Sharing Our Passion for Technology

& Continuous Learning

<   Back to Blog

GlusterFS Replication for Clustering

I recently was searching for a way to simulate shared physical storage in a VPS environment for clustering purposes. In an enterprise data center we can expect some type of SAN available to provide shared physical storage. GFS is a simple solution in this case to create a shared file system that can be used as a resource in a cluster.

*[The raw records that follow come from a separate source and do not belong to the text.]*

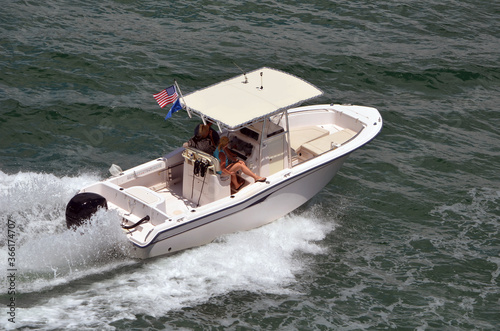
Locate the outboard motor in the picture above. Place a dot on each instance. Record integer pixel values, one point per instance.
(82, 206)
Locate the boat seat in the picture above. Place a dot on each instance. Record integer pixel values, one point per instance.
(326, 143)
(200, 188)
(192, 154)
(301, 136)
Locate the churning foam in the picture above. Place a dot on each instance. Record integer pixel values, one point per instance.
(264, 260)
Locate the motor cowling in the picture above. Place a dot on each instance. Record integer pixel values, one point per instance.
(81, 207)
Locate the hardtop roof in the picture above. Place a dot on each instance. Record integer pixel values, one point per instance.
(249, 97)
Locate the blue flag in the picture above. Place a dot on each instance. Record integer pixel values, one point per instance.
(175, 107)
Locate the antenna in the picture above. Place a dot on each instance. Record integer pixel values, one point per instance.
(244, 73)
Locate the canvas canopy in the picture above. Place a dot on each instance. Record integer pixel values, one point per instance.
(243, 99)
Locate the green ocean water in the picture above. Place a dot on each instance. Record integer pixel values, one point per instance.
(406, 236)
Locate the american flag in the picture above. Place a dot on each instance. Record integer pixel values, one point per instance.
(166, 96)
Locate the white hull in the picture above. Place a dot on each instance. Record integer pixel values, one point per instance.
(279, 201)
(169, 205)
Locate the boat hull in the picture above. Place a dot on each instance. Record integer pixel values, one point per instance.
(281, 198)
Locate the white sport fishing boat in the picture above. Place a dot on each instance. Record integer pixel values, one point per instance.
(181, 200)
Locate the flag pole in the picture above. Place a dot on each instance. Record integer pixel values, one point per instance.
(182, 97)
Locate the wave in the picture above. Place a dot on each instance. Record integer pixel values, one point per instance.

GlusterFS allows us to provide this type of functionality to multiple nodes when we have no means of providing access to the same physical storage.

The gluster community site will be a great resource for anyone wanting to implement the file system and is located at http://www.gluster.org.

For the remainder of this post I will be referring to an environment consisting of two CentOS VPS nodes.

Preparing Ext3 File System for Sharing

Gluster will not share raw devices but instead will use an already mounted file system.  I will be assuming the use of a complete ext3 file system on the mount point /replicator. If you can't provide a unique storage device for this purpose you can just use a directory on the root file system for testing.

Installing GlusterFS Server and Client

The following commands need to be executed on each node to grab and install the necessary RPMs.
wget -r -l 1 http://ftp.gluster.com/pub/gluster/glusterfs/3.0/3.0.0/CentOS/
cd ftp.gluster.com/pub/gluster/glusterfs/3.0/3.0.0/CentOS/
rpm -Uvh glusterfs-*-3.0.0-1.x86_64.rpm

Execute the following on either node to generate the necessary configuration files in the current working directory.  This will create a client configuration along the lines of replicator-tcp.vol.  A server configuration file will be created for each node and begin with the appropriate node hostname.

glusterfs-volgen --name replicator --raid 1 node1:/replicator node2:/replicator

Move the client file to /etc/glusterfs/glusterfs.vol on each node.  Also move the appropriate server file to /etc/glusterfs/glusterfsd.vol for each node.

Mounting GlusterFS Volumes

The simplest way to configure mounting of the volumes is via /etc/fstab.  Place a line in fstab on each node.
/etc/glusterfs/glusterfs.vol /data glusterfs defaults 0 0

This will mount the shared volumes to /data.  Try writing a file to one node and watch it appear on the other!

cd /data
dd if=/dev/zero of=/data/test bs=1M count=32

High Availability Implications

At this point I am still vetting gluster's reliability as a HA solution. It will most definitely keep data intact during planned maintenance. If we properly stop the client/server on any node then changes can continue to occur on the other.  Also we can join a node to active shared storage and synchronization is automatic.

The real test is whether gluster will hold up in the not so routine situations. Some crude tests involving yanking network connectivity from a node that is replicating changes seems to cause some issues. For example, if I start the dd operation above on node1 and kill the connection to node2, one way or another, before it finishes then node1 still completes the operation fine.  When I reattach node2 even the active mount on /data seems to synchronize with node1 just fine.  Where some differences start to appear is in the /replicator directory on node2. It seems that this does get out of whack and neither client pays attention to this server any longer.

If gluster can hold up to software and hardware failures without data corruption it can certainly be used as shared storage for clustering. I'll continue to explore these options and report back later.